The Church says practical learning would be reinforced by classroom teaching materials.
Lessons in charity
The proposed teaching resources would cover areas such as understanding the role money plays in our lives, how to manage money and managing risks and emotions associated with money.
The teaching pack would provide practical ideas for schools to promote values such as generosity, including charitable giving and fundraising.
The proposals - which would be piloted in Church of England primary schools in three areas initially - have been drawn up by the Archbishop of Canterbury's new task group on responsible credit and savings.
The task group was set up at the beginning of the year following comments by the Most Reverend Justin Welby that he wanted to put payday lenders out of business through the creation of credit unions.
Credit unions are normally small financial co-operatives set up by local communities and other groups.
The Church said it was focusing on savings clubs in primary schools partly because it was responsible for one in four primaries in England and also because financial education was already part of the national curriculum in secondary school.
'Seed' funding of £1
It is hoping to secure funding for the pilot scheme, which would run in six schools for nine months, from government and private companies.
The aim is then to roll the initiative out to 100 schools in the three chosen areas.
If successful, the scheme could become a voluntary national financial education programme for primaries, starting with those run by the Church.
The savings clubs would be given "seed" funding of about £1 per child per term for the first year for all youngsters who wanted to join and take part.
Mr Welby said: "I strongly support this exciting initiative to encourage children to develop positive attitudes towards money and the habit of saving.
"One in four primary and middle schools are Church of England schools, so this programme has the potential to make a significant difference to the lives of millions of children and future adults."
Sir Hector Sants, chairman of the task group, said: "Savings clubs can transform lives through helping establish a responsible approach to money from an early age.

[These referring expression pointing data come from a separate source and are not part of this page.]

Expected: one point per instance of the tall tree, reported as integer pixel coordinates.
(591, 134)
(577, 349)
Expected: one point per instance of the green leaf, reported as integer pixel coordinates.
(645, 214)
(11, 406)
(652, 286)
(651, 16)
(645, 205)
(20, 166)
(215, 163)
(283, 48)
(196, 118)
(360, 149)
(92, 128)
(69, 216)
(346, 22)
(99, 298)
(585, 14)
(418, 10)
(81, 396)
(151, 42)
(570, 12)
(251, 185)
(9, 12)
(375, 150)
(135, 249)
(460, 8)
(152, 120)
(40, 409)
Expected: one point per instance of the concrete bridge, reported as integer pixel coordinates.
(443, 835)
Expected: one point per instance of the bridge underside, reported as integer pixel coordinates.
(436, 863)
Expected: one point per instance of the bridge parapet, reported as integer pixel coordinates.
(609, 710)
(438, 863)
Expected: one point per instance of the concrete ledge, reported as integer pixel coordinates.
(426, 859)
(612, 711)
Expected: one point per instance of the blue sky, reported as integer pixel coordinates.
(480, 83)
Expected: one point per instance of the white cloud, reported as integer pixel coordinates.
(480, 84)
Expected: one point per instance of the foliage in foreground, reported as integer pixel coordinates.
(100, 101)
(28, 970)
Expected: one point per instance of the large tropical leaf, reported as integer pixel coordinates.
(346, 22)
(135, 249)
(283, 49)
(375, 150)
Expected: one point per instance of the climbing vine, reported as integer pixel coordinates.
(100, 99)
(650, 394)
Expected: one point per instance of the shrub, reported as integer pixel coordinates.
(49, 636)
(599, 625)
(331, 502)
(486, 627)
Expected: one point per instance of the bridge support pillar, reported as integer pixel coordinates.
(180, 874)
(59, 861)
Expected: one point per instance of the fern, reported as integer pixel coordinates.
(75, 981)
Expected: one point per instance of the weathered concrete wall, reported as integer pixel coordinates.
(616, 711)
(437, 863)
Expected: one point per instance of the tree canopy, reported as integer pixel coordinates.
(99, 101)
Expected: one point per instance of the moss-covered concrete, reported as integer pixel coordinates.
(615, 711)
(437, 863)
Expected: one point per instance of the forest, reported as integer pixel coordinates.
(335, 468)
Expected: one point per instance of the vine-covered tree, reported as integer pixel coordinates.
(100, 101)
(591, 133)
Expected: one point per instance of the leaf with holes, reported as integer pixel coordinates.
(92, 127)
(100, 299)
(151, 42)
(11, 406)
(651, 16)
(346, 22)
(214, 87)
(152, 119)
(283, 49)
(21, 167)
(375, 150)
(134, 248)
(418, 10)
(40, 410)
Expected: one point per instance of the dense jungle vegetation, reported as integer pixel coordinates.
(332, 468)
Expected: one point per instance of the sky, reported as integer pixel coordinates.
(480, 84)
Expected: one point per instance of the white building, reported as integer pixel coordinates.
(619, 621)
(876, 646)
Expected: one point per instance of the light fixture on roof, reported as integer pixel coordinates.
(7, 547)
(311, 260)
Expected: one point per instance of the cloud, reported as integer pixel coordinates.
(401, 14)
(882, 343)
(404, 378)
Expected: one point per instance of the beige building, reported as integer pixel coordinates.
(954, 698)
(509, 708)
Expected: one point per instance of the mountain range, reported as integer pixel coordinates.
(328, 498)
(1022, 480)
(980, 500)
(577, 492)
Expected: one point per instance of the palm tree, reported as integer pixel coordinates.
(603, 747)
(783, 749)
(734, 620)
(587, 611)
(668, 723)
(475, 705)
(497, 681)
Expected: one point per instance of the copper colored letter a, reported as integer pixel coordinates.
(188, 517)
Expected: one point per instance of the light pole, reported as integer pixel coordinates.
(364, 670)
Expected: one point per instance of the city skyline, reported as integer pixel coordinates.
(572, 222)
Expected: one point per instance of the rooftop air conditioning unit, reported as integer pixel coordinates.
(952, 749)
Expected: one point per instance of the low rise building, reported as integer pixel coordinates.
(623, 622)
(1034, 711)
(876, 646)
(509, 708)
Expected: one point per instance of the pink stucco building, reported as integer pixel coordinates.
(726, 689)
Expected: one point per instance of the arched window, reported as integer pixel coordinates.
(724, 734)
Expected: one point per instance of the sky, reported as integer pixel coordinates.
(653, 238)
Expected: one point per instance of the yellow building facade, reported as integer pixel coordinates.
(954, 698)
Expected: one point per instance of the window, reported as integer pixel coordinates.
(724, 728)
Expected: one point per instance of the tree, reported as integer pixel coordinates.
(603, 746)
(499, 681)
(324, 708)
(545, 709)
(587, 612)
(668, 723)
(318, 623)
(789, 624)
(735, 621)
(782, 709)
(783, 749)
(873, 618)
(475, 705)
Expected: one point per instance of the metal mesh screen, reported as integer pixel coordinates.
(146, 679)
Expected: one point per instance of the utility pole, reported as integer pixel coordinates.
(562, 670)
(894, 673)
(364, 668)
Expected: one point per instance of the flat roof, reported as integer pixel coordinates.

"This programme would also strengthen communities through building links between schools, churches and credit unions, and is part of the Church of England's broader initiative to support the development of a larger, vibrant and more sustainable community finance sector in this country."
In July last year, Mr Welby told online lender Wonga that the Church would try to force the firm out of business by helping credit unions compete with it.
It later emerged that the Church of England had indirectly invested £75,000 in the company, out of investments totalling £5.2bn.
At the time, Mr Welby said he was both "embarrassed" and "irritated" by this.
Earlier this year, the Church announced that it had ended its ties with the lender.